There was too much tiny detail for pastels on this one. I used Genesis heat set oils (not really oil paints – they’re closer to polymer clay in formulation). The great thing about them is that I could paint in layers, and set one area before continuing on.
The brass effects were from metallic acrylic paint.
You can do it with two colors of polymer but I decided to try it with the pan pastels. I used black Premo, then patted on a pretty opaque layer of white pastel, followed by a graduated layer of blue with some yellow and white to indicate filtered light.
With a toy plastic shark as my model, I used my smallest loop tool and had a bit of fun carving/drawing through the layers.

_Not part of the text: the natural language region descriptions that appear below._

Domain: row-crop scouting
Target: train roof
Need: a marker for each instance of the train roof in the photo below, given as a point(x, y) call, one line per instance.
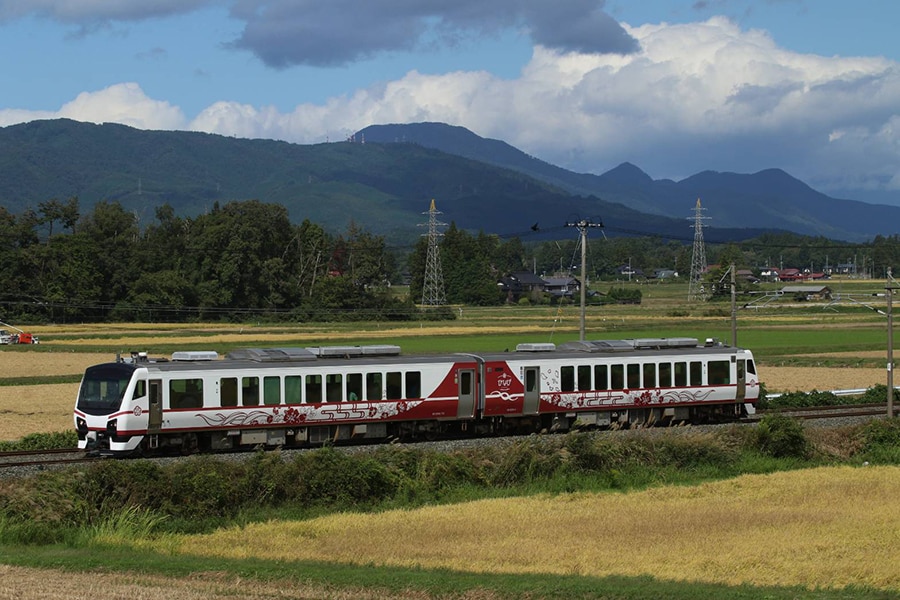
point(330, 356)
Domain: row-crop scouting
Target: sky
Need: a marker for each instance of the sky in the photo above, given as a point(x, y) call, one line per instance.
point(673, 86)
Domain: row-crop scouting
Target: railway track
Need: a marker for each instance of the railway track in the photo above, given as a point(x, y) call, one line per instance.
point(837, 411)
point(37, 460)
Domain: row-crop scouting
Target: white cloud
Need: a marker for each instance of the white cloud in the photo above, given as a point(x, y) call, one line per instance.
point(124, 103)
point(696, 96)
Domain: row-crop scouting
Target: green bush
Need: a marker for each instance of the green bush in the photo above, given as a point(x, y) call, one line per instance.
point(881, 441)
point(780, 436)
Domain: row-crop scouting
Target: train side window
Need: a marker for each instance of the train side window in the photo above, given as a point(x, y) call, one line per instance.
point(314, 389)
point(293, 389)
point(530, 380)
point(394, 385)
point(186, 393)
point(334, 387)
point(228, 391)
point(250, 391)
point(649, 375)
point(413, 384)
point(584, 377)
point(617, 377)
point(696, 372)
point(271, 390)
point(633, 373)
point(567, 379)
point(665, 374)
point(601, 378)
point(373, 386)
point(354, 386)
point(719, 372)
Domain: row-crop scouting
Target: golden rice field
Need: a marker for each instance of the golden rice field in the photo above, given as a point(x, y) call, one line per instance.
point(818, 528)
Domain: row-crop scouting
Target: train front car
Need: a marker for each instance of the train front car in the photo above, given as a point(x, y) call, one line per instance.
point(111, 408)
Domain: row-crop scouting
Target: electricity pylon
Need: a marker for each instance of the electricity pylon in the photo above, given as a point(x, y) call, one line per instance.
point(433, 283)
point(698, 257)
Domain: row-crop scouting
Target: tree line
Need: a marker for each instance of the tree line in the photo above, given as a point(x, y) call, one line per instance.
point(246, 259)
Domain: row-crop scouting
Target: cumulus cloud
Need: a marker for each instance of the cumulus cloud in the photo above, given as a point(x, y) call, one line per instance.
point(283, 33)
point(311, 32)
point(87, 12)
point(695, 96)
point(124, 103)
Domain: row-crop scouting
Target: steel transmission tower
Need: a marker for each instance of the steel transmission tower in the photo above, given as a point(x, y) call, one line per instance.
point(698, 257)
point(433, 283)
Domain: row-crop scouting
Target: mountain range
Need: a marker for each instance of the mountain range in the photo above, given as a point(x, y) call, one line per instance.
point(384, 177)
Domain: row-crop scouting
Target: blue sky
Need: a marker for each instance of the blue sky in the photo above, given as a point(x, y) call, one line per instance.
point(673, 86)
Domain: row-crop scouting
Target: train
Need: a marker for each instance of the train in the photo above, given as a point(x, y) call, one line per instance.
point(199, 401)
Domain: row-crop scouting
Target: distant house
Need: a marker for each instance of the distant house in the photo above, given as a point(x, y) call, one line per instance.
point(561, 286)
point(521, 284)
point(629, 271)
point(808, 292)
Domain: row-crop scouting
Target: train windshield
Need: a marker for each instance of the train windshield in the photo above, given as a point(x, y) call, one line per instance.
point(103, 388)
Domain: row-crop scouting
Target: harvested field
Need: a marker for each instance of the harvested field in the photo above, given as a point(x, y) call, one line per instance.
point(819, 528)
point(26, 409)
point(43, 364)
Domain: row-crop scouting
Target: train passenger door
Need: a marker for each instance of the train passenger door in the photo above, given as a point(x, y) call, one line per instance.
point(741, 391)
point(532, 390)
point(155, 418)
point(466, 380)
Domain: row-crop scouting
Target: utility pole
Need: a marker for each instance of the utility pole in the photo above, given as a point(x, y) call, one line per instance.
point(583, 226)
point(889, 292)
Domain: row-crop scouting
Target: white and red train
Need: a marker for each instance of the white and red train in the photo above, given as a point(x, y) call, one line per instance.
point(304, 396)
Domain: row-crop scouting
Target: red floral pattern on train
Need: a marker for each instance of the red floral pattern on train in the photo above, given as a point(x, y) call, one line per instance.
point(306, 415)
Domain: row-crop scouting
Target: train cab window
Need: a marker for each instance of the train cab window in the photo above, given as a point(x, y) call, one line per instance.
point(601, 377)
point(584, 378)
point(228, 391)
point(186, 393)
point(250, 391)
point(293, 389)
point(696, 372)
point(394, 385)
point(314, 389)
point(633, 374)
point(665, 374)
point(719, 372)
point(567, 379)
point(413, 384)
point(649, 375)
point(334, 387)
point(373, 386)
point(354, 386)
point(271, 390)
point(617, 377)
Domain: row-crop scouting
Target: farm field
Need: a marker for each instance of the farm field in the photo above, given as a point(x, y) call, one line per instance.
point(820, 529)
point(798, 345)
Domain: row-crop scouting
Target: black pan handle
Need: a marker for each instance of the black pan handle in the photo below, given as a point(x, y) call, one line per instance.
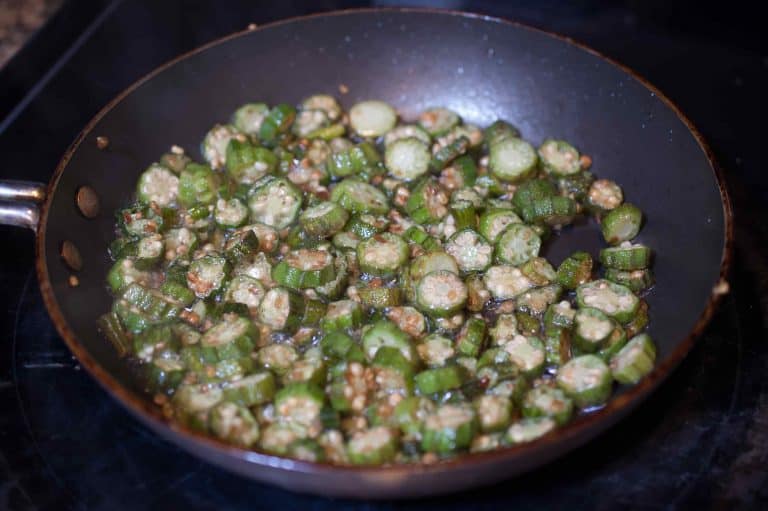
point(19, 203)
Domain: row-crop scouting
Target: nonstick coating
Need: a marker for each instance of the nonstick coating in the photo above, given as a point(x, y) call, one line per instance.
point(482, 68)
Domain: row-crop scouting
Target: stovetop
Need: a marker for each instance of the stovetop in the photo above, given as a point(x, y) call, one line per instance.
point(701, 440)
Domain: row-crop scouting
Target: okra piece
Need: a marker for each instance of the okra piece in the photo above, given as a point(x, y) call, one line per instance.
point(248, 118)
point(304, 268)
point(386, 333)
point(382, 255)
point(591, 329)
point(438, 121)
point(252, 390)
point(448, 429)
point(636, 280)
point(621, 223)
point(586, 380)
point(517, 244)
point(323, 220)
point(615, 300)
point(512, 159)
point(234, 424)
point(471, 251)
point(494, 412)
point(471, 337)
point(441, 293)
point(274, 202)
point(559, 157)
point(575, 270)
point(440, 379)
point(546, 401)
point(358, 197)
point(634, 361)
point(527, 353)
point(529, 429)
point(626, 256)
point(158, 185)
point(298, 404)
point(428, 202)
point(435, 350)
point(277, 121)
point(247, 163)
point(373, 446)
point(407, 158)
point(372, 118)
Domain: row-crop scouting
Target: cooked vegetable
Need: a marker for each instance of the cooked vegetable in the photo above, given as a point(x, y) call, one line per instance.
point(347, 288)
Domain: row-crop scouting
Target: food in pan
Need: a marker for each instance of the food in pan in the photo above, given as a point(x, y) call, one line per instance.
point(351, 288)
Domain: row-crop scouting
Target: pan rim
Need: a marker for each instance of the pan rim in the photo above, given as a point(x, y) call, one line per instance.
point(577, 432)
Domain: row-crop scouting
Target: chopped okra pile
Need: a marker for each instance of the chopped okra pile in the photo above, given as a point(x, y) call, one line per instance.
point(350, 287)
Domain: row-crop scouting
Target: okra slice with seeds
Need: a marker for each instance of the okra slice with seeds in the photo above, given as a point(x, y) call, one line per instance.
point(214, 146)
point(341, 315)
point(634, 361)
point(252, 390)
point(305, 268)
point(627, 256)
point(586, 380)
point(373, 446)
point(615, 300)
point(527, 353)
point(494, 412)
point(441, 293)
point(248, 118)
point(359, 197)
point(506, 282)
point(636, 280)
point(438, 121)
point(529, 429)
point(382, 255)
point(247, 163)
point(407, 158)
point(512, 159)
point(471, 337)
point(274, 202)
point(299, 404)
point(448, 429)
point(428, 202)
point(159, 185)
point(440, 379)
point(604, 195)
point(517, 244)
point(471, 251)
point(198, 185)
point(340, 346)
point(233, 337)
point(621, 224)
point(591, 329)
point(234, 424)
point(547, 401)
point(386, 333)
point(230, 213)
point(559, 157)
point(372, 118)
point(324, 219)
point(435, 350)
point(407, 131)
point(207, 275)
point(575, 270)
point(495, 221)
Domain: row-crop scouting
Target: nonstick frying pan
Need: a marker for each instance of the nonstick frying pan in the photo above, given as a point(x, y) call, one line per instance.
point(484, 68)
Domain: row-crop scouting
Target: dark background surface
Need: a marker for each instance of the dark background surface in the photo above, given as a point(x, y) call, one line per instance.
point(701, 440)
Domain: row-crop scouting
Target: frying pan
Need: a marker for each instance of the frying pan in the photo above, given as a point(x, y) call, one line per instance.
point(484, 68)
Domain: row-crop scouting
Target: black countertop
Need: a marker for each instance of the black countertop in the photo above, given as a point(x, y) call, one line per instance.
point(701, 440)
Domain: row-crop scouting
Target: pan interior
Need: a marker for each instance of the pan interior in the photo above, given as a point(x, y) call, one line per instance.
point(483, 69)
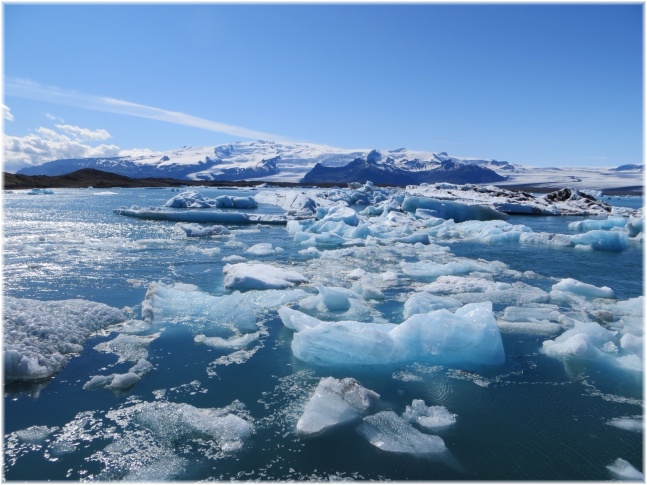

I originally tried some shallow cross hatching with another tool (the larger black areas) but it ended up looking muddy and hesitant so I carved them away. The best marks seemed to be quick, decisive and free flowing.
It was actually a lot of fun and I can see doing more of these.
So, I figured I should either resurrect it, or get rid of it as a lost cause. I’ve been trying to clear a bit of space in the studio here and there.
First thing I did, was transfer it onto a thicker backing layer of clay – you can see it cracked. Then I pieced in around it to bring everything to the same level. I painted on a coat of diluent (clay softener) thanks to a tip from from Leigh Ross of PolymerClayCentral, and let it sit for a few days.
It worked wonders. The diluent sank in and made the clay pliable again and I was able to finish sculpting.
I used pastels, but I think this may have been a case (tiny and very detailed) where I should have stuck with paint. A bit of antiquing and a dry brush of white would have brought out the details better – It felt like I lost a bit in the final pasteled/painted version. I did end up giving it an antiquing wash, added a bit of yellow acrylic to brighten up the beak, and gave it a dry brush coat of white as well.